Scuola, amministrativi Anquap protestano davanti al ministero

Scuola, amministrativi Anquap protestano davanti al ministero

Roma, 2 set. (askanews) – Scuole senza personale amministrativo. Senza dirigenti, segretari. Oggi nel primo giorno della ripresa delle attività negli istituti delegati all’istruzione si è registrata, insomma, una assenza sostanziale.

Il sindacato di categoria, Anquap – Associazione nazionale quadri dei dipendenti pubblici, è arrivato alla decisione dello sciopero e di astensione da qualsiasi prestazione di lavoro straordinario (per tutto il mese di settembre 2019) dopo un lungo ed infruttuoso confronto con il ministero e aver “tentato inutilmente e ripetutamente di affermare le tante ragioni dei direttori, dei “facenti funzione” e degli assistenti amministrativi.

Davanti allo storico edificio di viale Trastevere sono in tanti.
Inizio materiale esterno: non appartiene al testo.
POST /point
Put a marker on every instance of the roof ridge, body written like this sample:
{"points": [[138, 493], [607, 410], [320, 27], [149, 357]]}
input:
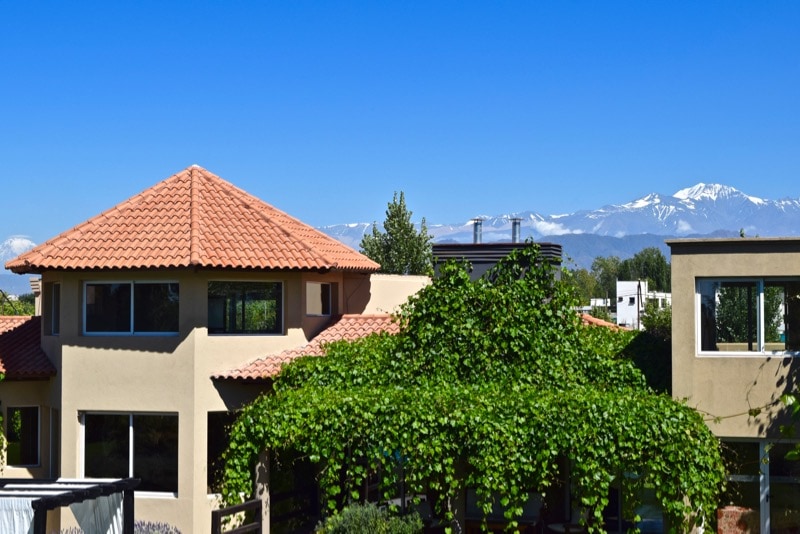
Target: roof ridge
{"points": [[194, 216], [262, 207]]}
A vederli con bandiere e cartelli paiono simili ai ragazzi, ai liceali, che in autunno quasi ogni anno protestano e manifestano. “Siamo con 6,50 euro di incentivo al mese – spiegano – siamo fermi all’inquadramento del primo settembre 2000; dobbiamo gestire l assegnazione ad una seconda scuola e poi aspettiamo da tempo un concorso”.

Con carichi di lavoro aumentati gli assistenti sono pure diminuiti e la “forbice retributiva” con i dirigenti scolastici si è ampliata: “Non perché guadagnano troppo i dirigenti, ma troppo poco i Direttori”. Il presidente dell’Anquap, Giorgio Germani, spiega: “Siamo stanchi di subire maltrattamenti”.
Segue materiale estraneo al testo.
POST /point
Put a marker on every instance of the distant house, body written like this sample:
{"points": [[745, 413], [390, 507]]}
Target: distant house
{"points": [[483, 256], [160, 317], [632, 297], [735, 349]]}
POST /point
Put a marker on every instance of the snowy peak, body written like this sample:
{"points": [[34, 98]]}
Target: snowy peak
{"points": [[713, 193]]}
A prescindere dalle contingenze del momento – si sottolinea – “la politica e l’alta dirigenza ministeriale devono sapere che atteggiamenti e decisioni penalizzanti nei confronti del personale amministrativo delle scuole non sono più tollerabili”.
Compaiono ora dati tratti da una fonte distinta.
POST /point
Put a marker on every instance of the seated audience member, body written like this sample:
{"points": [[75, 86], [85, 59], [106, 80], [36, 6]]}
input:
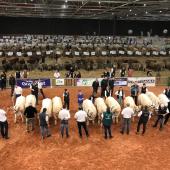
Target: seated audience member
{"points": [[144, 88]]}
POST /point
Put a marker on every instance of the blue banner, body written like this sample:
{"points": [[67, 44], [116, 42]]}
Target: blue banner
{"points": [[25, 83]]}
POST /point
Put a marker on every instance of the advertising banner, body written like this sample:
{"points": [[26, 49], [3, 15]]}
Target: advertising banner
{"points": [[60, 82], [25, 83], [149, 81], [89, 81]]}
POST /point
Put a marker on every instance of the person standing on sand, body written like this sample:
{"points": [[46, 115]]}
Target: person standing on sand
{"points": [[81, 117], [107, 122], [64, 116], [3, 124]]}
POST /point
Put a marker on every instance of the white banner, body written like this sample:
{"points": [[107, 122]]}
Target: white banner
{"points": [[149, 81], [89, 81], [60, 82]]}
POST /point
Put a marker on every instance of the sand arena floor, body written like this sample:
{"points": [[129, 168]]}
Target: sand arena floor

Germani aggiunge poi: “Ci sono i posti e non assumono, ben 2.900 posti non coperti. Ci fanno lavorare in una seconda scuola e non ci pagano da 5 anni”.

Insomma “gli assistenti amministrativi svolgono attività da funzionari, ma vengono trattati da da impiegati, sia sul piano giuridico che su quello del trattamento economico”.

Inoltre “c’è l’invenzione delle scuole sottodimensionate dove non si può applicare in via esclusiva un dirigente e direttore. Per cui si condannano dirigenti e direttori a tenersi due scuole. E così facendo c’è un danno per le scuole e per coloro che hanno un doppio gravame lavorativo”.